From Laura W. Groshong, LICSW, Director, Government Relations, Clinical Social Work Association:
I have just returned from three days of lobbying in Washington DC for the Clinical Social Work Association and have some new ideas of what the President and Congress (the five committees and one informal "Group of Six") are doing to develop a health care reform plan.
I think the President is trying to pull together at least four major political groups in Congress (Democratic progressives, 'Blue Dog' conservative Democrats, Republican conservatives, Republican moderates), which are being influenced primarily by PHarma, the AMA/other clinical groups, insurers, hospitals, and AARP/other consumer groups. Any of the political groups could theoretically sink health care reform. Mental health groups/associations (57) are working well together in the Mental Health Liaison Group, but don't have the kind of influence that the AMA does. We are working with the AMA on several issues where we have common cause, e.g., stop the proposed 21% Medicare cut to providers scheduled to go into effect in 2010, keep the "evidence based practice" provisions from taking clinical decisions out of our hands (even though this concept started in medicine, and has increasingly become the de facto way that insurers operate), expansion of care to include the uninsured, etc.
As a clinician and lobbyist, I think there is rarely a time when you can accomplish everything you want, in working with patients or in legislation, no matter how strongly you feel. I think President Obama, Speaker Pelosi, and Majority Leader Reid are trying to deal with the reality that the conflicting interests here will not allow wholesale reform of the health care delivery system or expansion of the kind that would be most humane.
Most successful legislation in my 12 years of experience is incremental and works pretty well because most issues do not arouse the conflicting passions that health care is right now. I think it has become the lightening rod for other sources of anger and anxiety, not the least of which is job loss and income reduction in general. This is unfortunate because it could stop our getting some improvements in health care delivery and coverage altogether.

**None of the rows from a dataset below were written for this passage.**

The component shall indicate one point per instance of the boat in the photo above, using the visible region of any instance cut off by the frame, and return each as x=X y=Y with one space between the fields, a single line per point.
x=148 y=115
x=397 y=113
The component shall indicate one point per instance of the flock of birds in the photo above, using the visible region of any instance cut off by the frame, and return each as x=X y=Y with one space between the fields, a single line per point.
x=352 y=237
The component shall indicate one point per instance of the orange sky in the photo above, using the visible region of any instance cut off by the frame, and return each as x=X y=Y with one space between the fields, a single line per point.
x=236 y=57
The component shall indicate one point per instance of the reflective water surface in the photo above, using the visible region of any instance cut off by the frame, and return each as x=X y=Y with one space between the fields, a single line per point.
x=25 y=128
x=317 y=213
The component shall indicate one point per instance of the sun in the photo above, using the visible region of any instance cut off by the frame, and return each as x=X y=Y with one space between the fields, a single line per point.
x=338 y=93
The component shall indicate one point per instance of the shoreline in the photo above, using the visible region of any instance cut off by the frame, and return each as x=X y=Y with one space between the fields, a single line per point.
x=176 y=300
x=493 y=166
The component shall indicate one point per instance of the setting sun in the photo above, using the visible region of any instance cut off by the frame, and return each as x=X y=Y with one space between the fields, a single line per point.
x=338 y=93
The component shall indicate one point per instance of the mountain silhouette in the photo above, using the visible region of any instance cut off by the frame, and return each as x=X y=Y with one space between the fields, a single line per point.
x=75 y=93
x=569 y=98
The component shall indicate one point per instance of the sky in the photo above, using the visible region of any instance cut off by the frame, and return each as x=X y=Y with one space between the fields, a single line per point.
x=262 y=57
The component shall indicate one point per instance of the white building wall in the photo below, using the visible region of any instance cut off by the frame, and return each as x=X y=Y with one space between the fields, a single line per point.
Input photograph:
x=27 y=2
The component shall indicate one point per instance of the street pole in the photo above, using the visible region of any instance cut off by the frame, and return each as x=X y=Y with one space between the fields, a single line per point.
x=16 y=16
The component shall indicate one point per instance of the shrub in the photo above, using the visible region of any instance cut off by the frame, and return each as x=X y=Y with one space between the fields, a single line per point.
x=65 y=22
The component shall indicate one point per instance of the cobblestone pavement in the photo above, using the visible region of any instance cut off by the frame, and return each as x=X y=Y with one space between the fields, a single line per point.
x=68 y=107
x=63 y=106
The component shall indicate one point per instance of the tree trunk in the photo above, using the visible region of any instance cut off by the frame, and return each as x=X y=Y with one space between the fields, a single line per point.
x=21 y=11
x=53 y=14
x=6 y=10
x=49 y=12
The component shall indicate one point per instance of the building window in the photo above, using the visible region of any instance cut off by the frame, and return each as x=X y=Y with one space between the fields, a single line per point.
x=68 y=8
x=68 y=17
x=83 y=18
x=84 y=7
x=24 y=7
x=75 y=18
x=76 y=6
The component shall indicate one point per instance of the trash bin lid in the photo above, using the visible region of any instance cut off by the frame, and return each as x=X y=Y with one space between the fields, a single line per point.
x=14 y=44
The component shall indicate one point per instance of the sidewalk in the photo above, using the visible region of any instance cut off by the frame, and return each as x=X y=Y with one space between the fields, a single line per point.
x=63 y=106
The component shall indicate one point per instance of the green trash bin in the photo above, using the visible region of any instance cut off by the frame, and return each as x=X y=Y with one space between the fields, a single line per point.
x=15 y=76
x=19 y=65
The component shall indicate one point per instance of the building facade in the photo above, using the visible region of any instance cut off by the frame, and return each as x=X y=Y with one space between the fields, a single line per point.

Much as some legislators and interest groups have framed this as an all or nothing situation, it does not have to be. The HELP draft bill, HR 3200 in the House and the Baucus/Group of Six bill draft all contain several pilot projects which would give us a chance to see what works best in containing costs, the driving force behind any health care reform.
The legislator working the hardest to make sure that any bill has a strong mental health and substance abuse benefit is Rep. Patrick Kennedy (D-RI), with some help from Rep. Barney Frank (D-MA). Neither House wants to determine what the basic benefits package should look like at this time. A new Federal oversight body may be created to do this, the Department of Health and Human Services could be charged with developing the package, or Congress could eventually decide to do it themselves.
Here's the time frame as I see it. Things are on hold until the Baucus bill comes out on Tuesday or Wednesday. After amendments are considered by the Finance Committee (the 'mark up'), the bill will be passed by the Finance Committee. Then the full Senate will consider the HELP bill and the Finance Committee bill and reconcile them. This will influence the bill, HR 3200, which has been passed out of three committees in the House, but has not passed the whole House of Representatives. The Majority Leader intends to pass a bill by mid-October; the President has asked for a bill to sign before Thanksgiving, so the two bills which emerge would have to go to conference committee as soon as possible to be integrated. Again, the Baucus bill is seen as the most likely framework for a bill that could be passed by both Houses.
A word about the "public option", or a government health plan to cover the uninsured who cannot find insurance that they can afford. Though this is a popular concept for liberal representatives in particular, and some clinical groups, keep in mind that the way it is being developed is to tie payment to Medicare rates, possibly plus 5-10%. That could be a reimbursement decrease for some mental health clinicians. It appears that the public option will not be part of the final bill but I wanted you to be aware of the financial piece which is not widely known.
I hope this is helpful in understanding the incredibly complex process taking place in Congress which will affect all mental health and medical clinicians, in some way. Please let me know if you have any questions.